Hello, could really do with some help here. I’m worried my eight year old’s behaviour might be outside ‘normal’ and that he needs professional help. Any suggestions about if it’s normal / what it could be the matter / where to get help would be very welcome. His behaviour is affecting myself and my partner and his siblings, it doesn’t seem fair on any of us.
So here’s a list of what I’m concerned about:
- he complains ALL THE TIME about everything, always sees the problem, says he can’t do things, puts down his little sister
- he catastrophises EVERYTHING, it’s always the worst case scenario that he thinks will happen, also seems to want to feel sorry for himself and not solve problems
- he refuses to go anywhere without an adult he’s familiar with (so no after school groups etc)

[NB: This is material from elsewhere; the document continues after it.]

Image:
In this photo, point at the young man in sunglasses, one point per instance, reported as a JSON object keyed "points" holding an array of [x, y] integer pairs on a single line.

- scared of doctors, dentists, tutors (he needs help at school), scared of going upstairs
- he has difficulty getting to sleep, panics about not being able to, lots of ‘I’ll never get to sleep’ etc
- he has shouty, crying tantrums with throwing and stamping that last from anything to a few minutes to a whole day on and off
- he has whole days of being sad, unable to get out of a bad mood. He gets stuck in a certain mode and can’t seem to help himself- to stop moaning
- he doesn’t seem able to please people and feels sorry for himself: ‘no one likes me’ etc. After he’s been badly behaved he will ask for hugs or say the right things but it sounds fake and if he doesn’t get his way it’s instantly back to crying and shouting
- there’s more... but that’s enough, it’s too depressing to go on and I feel mean saying bad things about my son
Some things that might be relevant:
- he’s in the process of getting an official dyslexia diagnosis, his reading and writing is about two years behind. I wonder if there’s not a bigger problem- a more general developmental delay
- he’s the eldest of four, youngest is only 2 months old
- he has no close friends at school but behaves okay
- our family life is very calm and stable now but he did witness me being sad and angry when my first marriage ended 4 years ago but nothing TERRIBLE
- when out an about, say if you met him at the park or saw him at a restaurant you wouldn’t think he was unusual. He manages to save most of his tantrums for home.
- pysically he’s tall, easily the size of a 10 year old, is skinny, eats lots so he must be growing loads
He has lots of lovely qualities, we’ve read lots of parenting books to try and help him but it’s just TOO MUCH now. I don’t want his siblings to grow up with a grumpy big brother. He also takes up loads of our attention which isn’t fair on his siblings. I feel quite sad about the thought of him growing into a pessimistic and anxious adult, he has lots lovely traits which are being overshadowed by the more negative ones. What can I do? Is this a medical problem, something diagnosable? Is it just his personality? Is this what an 8 year old is?! We try to be kind but firm: give warnings, send him to his room, lots of positive reinforcement but it doesn’t work. Any advice? Please!